Tensions were high Wednesday night at a packed public hearing about the nearly 600-seat middle school slated for the old Nathan’s lot on 86th Street.
The meeting – held at P.S. 264 in Bay Ridge, a once-controversial site itself – pitted the audience (made up of mostly neighbors of the lot) against a pair of representatives from the School Construction Authority (SCA), who were there in conjunction with Community Board 10 to collect testimony to help guide the school’s design process.
District 20 – which encompasses Bay Ridge, Dyker Heights and portions of Sunset Park and Boro Park – is among the city’s most overcrowded, with a shortfall of nearly 11,000 seats. That statistic, CB 10 Education Committee Chair Barbara Vellucci contended, more than justifies the need for another school in the board’s catchment area, which includes Bay Ridge and Dyker Heights.
“It is a well-known fact that there is a need for schools in our district,” Vellucci said. “All of our current schools are over-utilized.”
However, residents rejoined, 650 86th Street is simply not the place for one, citing pedestrian safety, congestion and parking.
One resident, Ann Fawcett-Ambia, brought her own hand-drawn map, which highlighted, in red, areas like the entranceway to Gowanus Expressway, the nearby Ford dealership and a gas station at an already crowded intersection.
Fran Vella-Marrone, president of the Dyker Heights Civic Association, seemed to sum up the feeling in the room by saying, “We all know the problem. We need a school, just not at this location.”

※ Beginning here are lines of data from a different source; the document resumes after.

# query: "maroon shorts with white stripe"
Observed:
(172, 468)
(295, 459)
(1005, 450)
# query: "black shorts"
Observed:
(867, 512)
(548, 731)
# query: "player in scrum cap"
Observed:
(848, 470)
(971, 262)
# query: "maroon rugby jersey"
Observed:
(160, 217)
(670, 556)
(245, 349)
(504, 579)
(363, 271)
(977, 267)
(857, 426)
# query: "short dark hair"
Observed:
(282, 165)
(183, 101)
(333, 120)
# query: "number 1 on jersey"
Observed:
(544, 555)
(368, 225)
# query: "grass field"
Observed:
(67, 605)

SCA spokesperson Tamar Smith affirmed, though, that the site has already been acquired and the question that remains is not whether or not to build the school, but rather, how best to build it. “We are going to work this plan,” she told the crowd, adding earlier that, “While siting schools in District 20 is essential, it’s not just at any cost.”
Smith contended that the schools the SCA has built “do work,” and that the SCA does “work in partnership with agencies [like the Department of Transportation] to make them successful and safe.”

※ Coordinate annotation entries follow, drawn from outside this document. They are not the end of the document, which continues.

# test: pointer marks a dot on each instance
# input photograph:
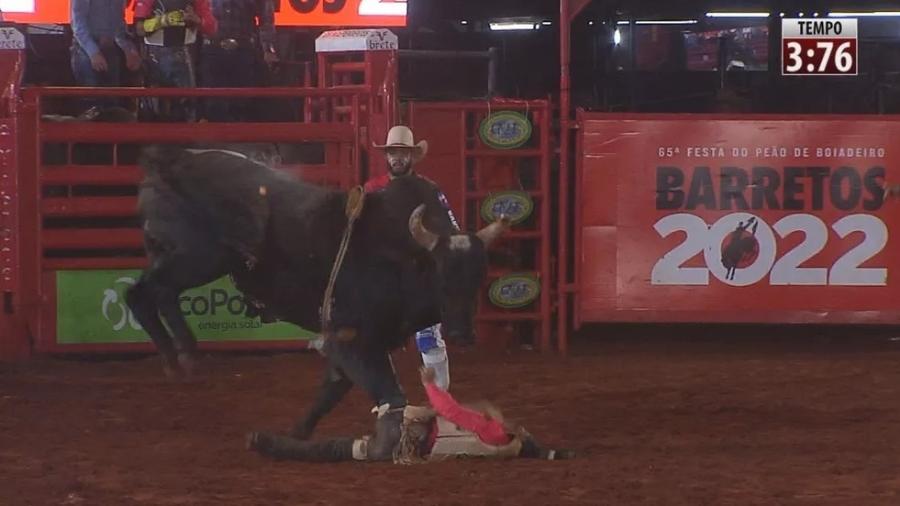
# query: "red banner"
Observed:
(324, 13)
(738, 217)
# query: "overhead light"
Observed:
(737, 14)
(514, 26)
(667, 22)
(886, 14)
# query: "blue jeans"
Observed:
(171, 67)
(86, 76)
(234, 68)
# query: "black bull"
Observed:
(207, 214)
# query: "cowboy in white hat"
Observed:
(401, 153)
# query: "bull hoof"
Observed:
(170, 367)
(345, 334)
(188, 364)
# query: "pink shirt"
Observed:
(488, 431)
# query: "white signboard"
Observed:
(380, 39)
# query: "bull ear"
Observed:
(426, 238)
(491, 232)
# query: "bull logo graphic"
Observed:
(114, 308)
(740, 248)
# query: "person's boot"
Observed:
(287, 448)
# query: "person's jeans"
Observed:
(172, 67)
(229, 68)
(86, 76)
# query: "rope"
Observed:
(353, 209)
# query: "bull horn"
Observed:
(426, 238)
(491, 232)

However, many residents were wary of trusting that the DOT will take care of it – something CB 10 District Manager Josephine Beckmann told this paper she understands given past requests from residents and unfinished business with the area.

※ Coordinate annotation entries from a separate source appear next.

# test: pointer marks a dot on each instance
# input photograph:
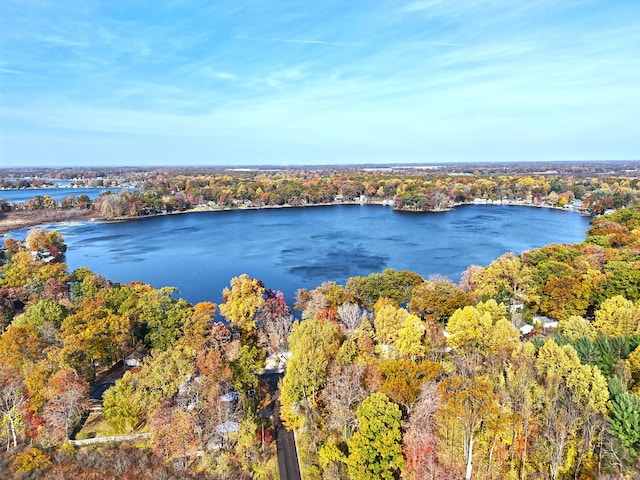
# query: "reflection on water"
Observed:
(300, 248)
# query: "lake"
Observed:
(291, 248)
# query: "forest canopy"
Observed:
(387, 376)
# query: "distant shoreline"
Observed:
(19, 219)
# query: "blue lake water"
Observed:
(292, 248)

“I think there’s a lot of anger about traffic in the area and I understand that, especially when so many of these residents have asked for help from the DOT in the past,” she said after the meeting.
However, Beckmann stressed, it’s often a different story when a school is involved. “What we’ve learned from other school sitings is that the DOT does come out and that they do have a school safety team that really makes sure these things are going to happen,” she said. “But I do think that the sooner they come out, the better to examine this area in particular.”
Beckmann also said she understands the desire for a supermarket at the site, something that has also been brought up with respect to the location, citing the recent closure of the Associated Market at 86th Street and Gelston Avenue. “I absolutely get it,” she said, “but at the end of the day, we also need new schools.”
There was some support for the site Wednesday night, however – the final comment of the evening coming from a local resident and father of twin girls who, he said, would greatly benefit from the proposed school.
“Where are we gonna put the kids? What’s your solution?” he demanded, the audience responding with jeers and boos.
The crowd was so raucous that at one point Vellucci and board Chair Doris Cruz threatened to end the meeting early. “This is not who we are as a community board, and this is not who we are as a community,” Vellucci said. “This is not an episode of Dr. Phil.”
The meeting lasted just one hour, with the board’s Education and Zoning and Land Use Committees ultimately voting to support the siting of the school while recommending a laundry list of mitigation measures – among them, that a task force be established to create a traffic plan focused on pedestrian safety improvements for students, double parking and traffic violation enforcement.
Other stipulations include that the City Council change the city ordinance that permits school buses to park on the street around the perimeter of a school overnight; that the SCA return to CB 10 every three months to discuss the design and that the SCA coordinate construction work hours for daytime, in consideration of neighbors.
Councilmember Justin Brannan, who helped the SCA secure the site, stands by the current plan, but says he will also take residents’ concerns into consideration.
“Public safety is always my top priority and I take the feedback from neighbors very seriously. All the concerns we have heard about traffic and congestion will be studied, and I expect smart solutions to be determined and presented,” he told this paper. “That said, District 20 is one of the most overcrowded school districts in New York City, and we desperately need to build more schools. I refuse to allow reckless drivers to hold us hostage. Rest assured we will come up with a solution that will improve the education of our kids and keep everyone safe.”
The 25,135-square-foot lot had been home to Nathan’s since the late ‘70s, before which it was a fast food burger chain named Wetson’s; prior to that, it was Mitchell’s Drive-In. Its most recent iteration also included an Arthur Treacher’s, which specializes in fast food fish and chips, both of which shuttered in early January.
The full board will vote on the proposal on Monday. The board’s vote is advisory only.
The SCA hopes to open the school in 2023.